Text analysis in incident duration prediction


Francisco Câmara Pereira
Filipe Rodrigues (fmpr [at] dei.uc.pt)
Moshe Ben-Akiva


Due to the heterogeneous case-by-case nature of traffic incidents, plenty of relevant information is recorded in free flow text fields instead of constrained value fields. As a result, such text components enclose considerable richness that is invaluable for incident analysis, modeling and prediction. However, the difficulty to formally interpret such data has led to minimal consideration in previous work. In this paper, we focus on the task of incident duration prediction, more specifically on predicting clearance time, the period between incident reporting and road clearance. An accurate prediction will help traffic operators implement appropriate mitigation measures and better inform drivers about expected road blockage time. The key contribution is the introduction of topic modeling, a text analysis technique, as a tool for extracting information from incident reports in real time.
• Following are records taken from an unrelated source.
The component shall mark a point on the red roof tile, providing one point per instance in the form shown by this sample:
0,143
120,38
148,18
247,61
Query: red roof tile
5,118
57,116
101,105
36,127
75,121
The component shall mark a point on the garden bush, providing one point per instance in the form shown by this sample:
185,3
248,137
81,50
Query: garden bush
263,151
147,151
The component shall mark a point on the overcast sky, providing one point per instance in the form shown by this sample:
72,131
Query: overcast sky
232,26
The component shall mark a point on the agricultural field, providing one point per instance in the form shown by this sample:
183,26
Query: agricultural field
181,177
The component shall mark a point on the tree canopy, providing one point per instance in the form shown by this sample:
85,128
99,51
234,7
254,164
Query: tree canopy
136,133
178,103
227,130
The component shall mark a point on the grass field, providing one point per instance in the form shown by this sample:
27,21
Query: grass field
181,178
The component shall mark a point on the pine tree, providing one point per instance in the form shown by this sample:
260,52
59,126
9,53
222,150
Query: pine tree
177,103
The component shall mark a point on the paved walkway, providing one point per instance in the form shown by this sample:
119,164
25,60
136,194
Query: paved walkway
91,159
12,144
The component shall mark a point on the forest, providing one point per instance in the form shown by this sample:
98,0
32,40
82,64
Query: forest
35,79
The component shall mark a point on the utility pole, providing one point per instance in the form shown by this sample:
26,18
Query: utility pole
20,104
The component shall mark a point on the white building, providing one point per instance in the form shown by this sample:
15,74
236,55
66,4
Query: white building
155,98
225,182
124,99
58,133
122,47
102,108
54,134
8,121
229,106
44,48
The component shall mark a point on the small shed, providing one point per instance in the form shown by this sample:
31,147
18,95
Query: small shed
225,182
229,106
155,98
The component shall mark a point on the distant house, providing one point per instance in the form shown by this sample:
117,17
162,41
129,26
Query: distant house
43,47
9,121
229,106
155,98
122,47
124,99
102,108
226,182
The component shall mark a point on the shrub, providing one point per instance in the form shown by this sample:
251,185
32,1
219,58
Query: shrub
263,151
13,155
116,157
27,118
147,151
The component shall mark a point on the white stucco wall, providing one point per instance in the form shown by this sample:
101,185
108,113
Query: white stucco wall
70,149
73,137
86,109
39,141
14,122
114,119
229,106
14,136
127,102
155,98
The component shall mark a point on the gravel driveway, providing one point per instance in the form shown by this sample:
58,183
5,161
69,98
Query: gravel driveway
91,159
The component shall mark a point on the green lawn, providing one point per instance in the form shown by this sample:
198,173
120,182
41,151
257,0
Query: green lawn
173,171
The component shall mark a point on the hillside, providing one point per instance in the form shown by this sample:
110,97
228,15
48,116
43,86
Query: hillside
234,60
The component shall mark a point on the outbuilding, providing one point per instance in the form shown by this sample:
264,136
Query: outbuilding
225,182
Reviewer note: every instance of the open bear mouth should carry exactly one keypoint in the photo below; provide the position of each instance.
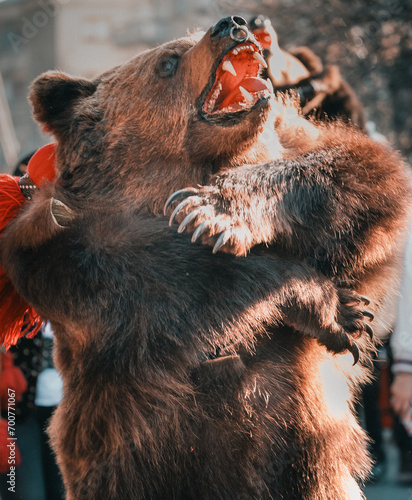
(237, 85)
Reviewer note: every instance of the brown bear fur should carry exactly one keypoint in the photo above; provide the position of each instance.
(180, 381)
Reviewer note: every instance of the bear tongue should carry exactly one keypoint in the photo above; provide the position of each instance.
(235, 96)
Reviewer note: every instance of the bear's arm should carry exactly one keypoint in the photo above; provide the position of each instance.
(119, 278)
(322, 205)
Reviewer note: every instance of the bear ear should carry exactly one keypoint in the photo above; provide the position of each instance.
(52, 96)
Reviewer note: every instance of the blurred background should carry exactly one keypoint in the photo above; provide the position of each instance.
(371, 41)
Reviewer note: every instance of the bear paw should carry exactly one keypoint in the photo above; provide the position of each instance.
(202, 213)
(352, 322)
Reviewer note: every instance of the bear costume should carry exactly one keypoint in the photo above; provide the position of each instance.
(190, 374)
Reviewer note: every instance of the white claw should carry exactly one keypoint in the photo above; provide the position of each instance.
(228, 66)
(260, 59)
(247, 95)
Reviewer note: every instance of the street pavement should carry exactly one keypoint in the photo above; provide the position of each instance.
(387, 488)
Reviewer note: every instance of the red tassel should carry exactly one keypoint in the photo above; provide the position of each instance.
(17, 318)
(8, 449)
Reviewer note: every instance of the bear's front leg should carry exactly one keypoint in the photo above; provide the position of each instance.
(334, 316)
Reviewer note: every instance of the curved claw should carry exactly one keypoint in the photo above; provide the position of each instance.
(364, 299)
(354, 349)
(369, 330)
(187, 220)
(368, 314)
(181, 205)
(182, 193)
(222, 240)
(200, 230)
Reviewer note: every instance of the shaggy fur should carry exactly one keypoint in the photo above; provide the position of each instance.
(180, 381)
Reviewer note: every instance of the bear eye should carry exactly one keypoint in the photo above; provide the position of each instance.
(168, 66)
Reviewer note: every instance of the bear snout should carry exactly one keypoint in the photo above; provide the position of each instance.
(235, 27)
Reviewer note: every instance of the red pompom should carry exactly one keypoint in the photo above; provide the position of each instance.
(9, 453)
(17, 318)
(42, 164)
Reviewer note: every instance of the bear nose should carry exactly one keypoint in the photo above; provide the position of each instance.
(234, 26)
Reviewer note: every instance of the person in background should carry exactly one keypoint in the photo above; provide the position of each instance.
(323, 92)
(401, 388)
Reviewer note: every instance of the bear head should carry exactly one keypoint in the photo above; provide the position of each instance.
(171, 115)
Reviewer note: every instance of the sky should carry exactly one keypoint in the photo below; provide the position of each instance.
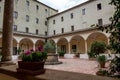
(62, 4)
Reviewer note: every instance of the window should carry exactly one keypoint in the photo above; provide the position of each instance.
(15, 14)
(46, 23)
(54, 32)
(83, 11)
(71, 15)
(63, 48)
(53, 21)
(37, 20)
(37, 31)
(15, 27)
(62, 19)
(99, 7)
(46, 11)
(37, 7)
(27, 3)
(0, 8)
(16, 1)
(27, 18)
(74, 48)
(62, 30)
(100, 22)
(72, 28)
(45, 33)
(27, 29)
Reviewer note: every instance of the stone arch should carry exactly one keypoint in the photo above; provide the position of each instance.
(96, 36)
(26, 44)
(77, 44)
(39, 43)
(63, 44)
(15, 46)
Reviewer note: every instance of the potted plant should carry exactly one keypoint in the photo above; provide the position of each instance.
(98, 47)
(32, 62)
(101, 72)
(101, 59)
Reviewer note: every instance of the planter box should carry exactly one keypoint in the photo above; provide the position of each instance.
(30, 68)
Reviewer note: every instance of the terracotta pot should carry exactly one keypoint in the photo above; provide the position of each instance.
(102, 64)
(99, 73)
(31, 65)
(31, 68)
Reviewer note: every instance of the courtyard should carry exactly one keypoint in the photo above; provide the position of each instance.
(79, 69)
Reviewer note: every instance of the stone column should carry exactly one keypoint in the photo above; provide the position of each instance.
(86, 47)
(33, 46)
(17, 48)
(69, 50)
(56, 48)
(7, 40)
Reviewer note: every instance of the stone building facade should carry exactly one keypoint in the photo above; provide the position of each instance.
(70, 30)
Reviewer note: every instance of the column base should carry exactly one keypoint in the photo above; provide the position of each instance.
(6, 63)
(69, 55)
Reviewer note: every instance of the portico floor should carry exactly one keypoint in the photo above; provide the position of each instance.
(77, 65)
(71, 69)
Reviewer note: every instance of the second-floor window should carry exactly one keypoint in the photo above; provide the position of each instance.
(46, 11)
(27, 3)
(45, 23)
(99, 7)
(54, 32)
(0, 9)
(71, 15)
(37, 20)
(27, 18)
(27, 29)
(100, 22)
(37, 32)
(37, 7)
(62, 19)
(53, 21)
(15, 27)
(62, 30)
(83, 11)
(15, 14)
(72, 28)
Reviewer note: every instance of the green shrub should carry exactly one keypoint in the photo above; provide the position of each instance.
(61, 53)
(101, 58)
(91, 54)
(98, 47)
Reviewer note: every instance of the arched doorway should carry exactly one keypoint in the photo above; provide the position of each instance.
(39, 43)
(77, 44)
(26, 44)
(14, 47)
(63, 45)
(96, 36)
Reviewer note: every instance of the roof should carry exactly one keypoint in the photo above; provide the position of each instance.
(72, 8)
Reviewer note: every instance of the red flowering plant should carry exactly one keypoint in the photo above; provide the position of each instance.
(34, 55)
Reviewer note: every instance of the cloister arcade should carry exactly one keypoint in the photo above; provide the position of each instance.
(75, 43)
(79, 43)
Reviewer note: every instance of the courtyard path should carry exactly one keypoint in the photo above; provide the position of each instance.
(76, 65)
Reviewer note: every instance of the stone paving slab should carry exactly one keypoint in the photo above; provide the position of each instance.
(53, 75)
(6, 77)
(76, 65)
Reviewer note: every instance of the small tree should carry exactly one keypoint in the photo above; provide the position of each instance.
(49, 47)
(98, 47)
(114, 29)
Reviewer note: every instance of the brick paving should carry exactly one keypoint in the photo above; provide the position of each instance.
(76, 65)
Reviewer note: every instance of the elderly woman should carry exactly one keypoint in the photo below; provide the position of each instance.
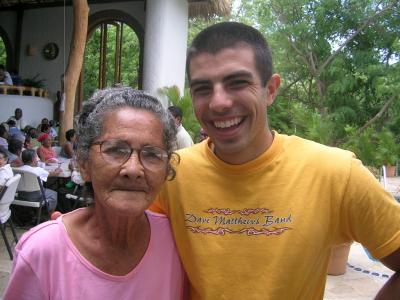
(46, 152)
(115, 248)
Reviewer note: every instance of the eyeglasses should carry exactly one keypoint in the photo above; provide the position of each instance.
(118, 152)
We analyze a dataset of 2 years of accident cases and develop a machine learning based duration prediction model that integrates textual with non-textual features. To demonstrate the value of the approach, we compare predictions with and without text analysis using several different prediction models. Models using textual features consistently outperform the others in nearly all circumstances, presenting errors up to 28% lower than models without such information.


Transportation Research Part C: Emerging Technologies, 2013